The accumulation of records and other documentation is a more frequent occurrence in the corporate world. The paperless office is non-existent. The first thought may be to throw out these old records but becoming familiar with state, federal, or tax laws concerning statutes of limitations or even requirements and periods for professional record keeping that may be applicable. Electronic imaging is an excellent way to preserve important documents, according to the Associated Press.
CPA Larry Blum told the Associated Press, "There are really no hard-and-fast rules, depending on the state of the client, depending on the industry they're in or the governing body that might be looking over them."
"Err on the side of an abundance of caution, because it's better to be safer than sorry," said attorney Dorothy Bass Burch.
There are definite exceptions. Corporate governance and those documents associated with the articles of incorporation or bylaws are categories to be considered. "Shareholder minutes need to be kept indefinitely as evidence of whether an action was authorized by the company." Property insurance records, plans, and blueprints should be retained indefinitely.
The Associated Press reports that the list of legal and financial documents for permanent storage extends to contracts, deeds, mortgages, bills of sale, trademarks, patents and copyrights, ledgers, pension and profit sharing information, tax returns, and items related to important business transactions, according to the CPA firm Rachlin Cohen & Holtz LLP in Miami.
Small businesses ought to consider keeping records pertaining to the buying, selling, or gifts of property, marriage and divorce records, cancelled stock certificates, and other categories already highlighted here, according to the Associated Press.
Bank statements, sales records, payroll summaries, customer invoices, and general correspondence have no definite storage time, although CPA firm Rachlin Cohen & Holtz LLP recommends four to seven years. They recommend employment records be retained longer, without specifying a time. Electronic archiving is a definite alternative. This technology has been developing as storage technology evolves.
"Sometimes when you scan things in, there is a question of authenticity," CPA Larry Blum told the Associated Press. Before originals are destroyed, it is a good idea to ensure courts or other government agencies will accept electronic copies of these documents.
Documentation associated with Sarbanes-Oxley (SOX) is very important, in particular. Although not every item of corporate governance should be kept but should be kept clear. SOX documentation should be accurate, stored efficiently with privacy in mind, and most importantly, compliant with current SOX regulations. IT World Canada recommends that:
Accountability be established using a list of major functional areas concerning SOX. The items in the list should identify specifically accountable senior managers.

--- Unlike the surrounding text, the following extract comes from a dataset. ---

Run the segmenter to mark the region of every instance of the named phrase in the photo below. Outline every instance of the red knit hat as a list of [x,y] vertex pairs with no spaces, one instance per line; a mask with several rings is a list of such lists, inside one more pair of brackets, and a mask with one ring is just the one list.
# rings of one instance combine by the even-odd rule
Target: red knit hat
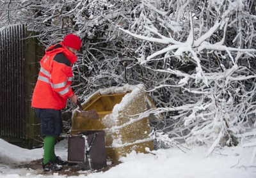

Critical business processes should be documented. These processes should be specifically material to the production of financial statements and disclosures. Process diagrams are helpful in understanding simple and complex processes. Each step should be well documented, including the person performing or overseeing an activity, the systems involved, input information needed to complete the activity, output information resulting from the process, the business rules for the activity, and the calendar (the when and how) for the activity.
Define all computer systems necessary to process data.
Develop a code of conduct and gain its buy-in from the staff members who will perform the activities. The code should encourage staff to be honest, diligent, and willing to follow rules set up for the processing of the activities.
Identify and assess any risks and develop measures to overcome the risks found. Efficient mitigation of any risks will help reassure auditors.
Individuals should consider good record keeping also, especially for your house. Any purchase documents, as well as additions and other improvements, should be recorded faithfully to save on capital gains. The Seattle Post-Intelligencer recommends that mutual fund and investment statements should be kept to document any capital losses used to offset your capital gains.